SCAMBUSTERS: Avoid a dating nightmare


COLORADO SPRINGS, Colo. – A new scam is targeting single women in our area by using U.S. Soldiers as bait.

“They’ll drain you, you’ll think you’re helping but they’re just hurting you,” said Karen Young, a victim of the scam.

How it works

Scammers are targeting women who appear single on Facebook by sending notes through ‘FB messenger’ impersonating military members with hopes you’ll send them money.

Meet Karen Young

Karen Young is like a lot of single people looking for love on the internet.

“It’s hard with online dating these days… you just never think you’ll find the right person,” she said.

Young thought her luck had changed last week when a message from this man popped into her Facebook inbox.

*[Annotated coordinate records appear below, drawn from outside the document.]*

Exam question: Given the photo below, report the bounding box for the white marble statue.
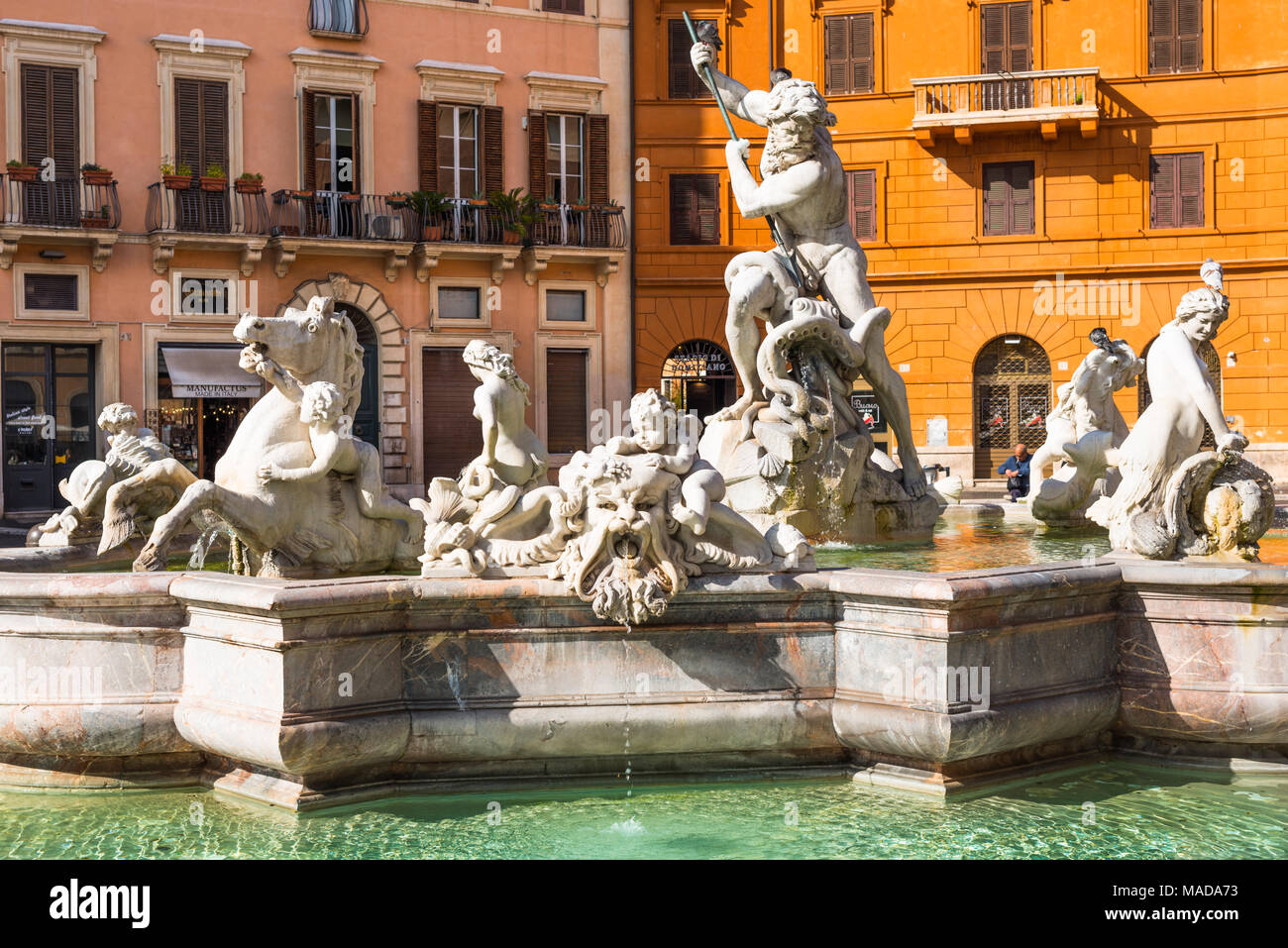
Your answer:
[38,402,197,546]
[1030,329,1145,524]
[102,296,424,576]
[412,340,812,625]
[691,35,937,540]
[1087,261,1274,559]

“It said it was from a man named Roger Alford, I’m thinking who is this?” Young said. “I looked and saw he had a nice picture and he said he was lonely overseas with nobody.”

Young said she felt bad for him and agreed to be his ‘pen pal’.

“He was charming,” she said.

Charming but fake. The scammer reeled her in to believe he wanted to start a relationship.

How they’ll ‘reel in’ your wallet

In Young’s case, the scammers said he needed money to come home to the states to aid his dying father.

“He said is there anyway you could help out with a ticket home?”

Det. Jon Price with the El Paso County Sheriff’s Office warns consumers surfing the web and social media to stay vigilant for any red flags.

“These people are professional and do it all the time,” he said. “Don’t think it won’t happen to you.”

Bottom line

If anyone asks you to send money, especially if it’s to a third party, don’t do it. And when it involves someone who says their in the military, try to trip them up. Ask them questions you can verify – like their role and when they deployed.

Another tip – ask for their address. Military personnel usually have an “APO” or “FPO” of where they’re stationed.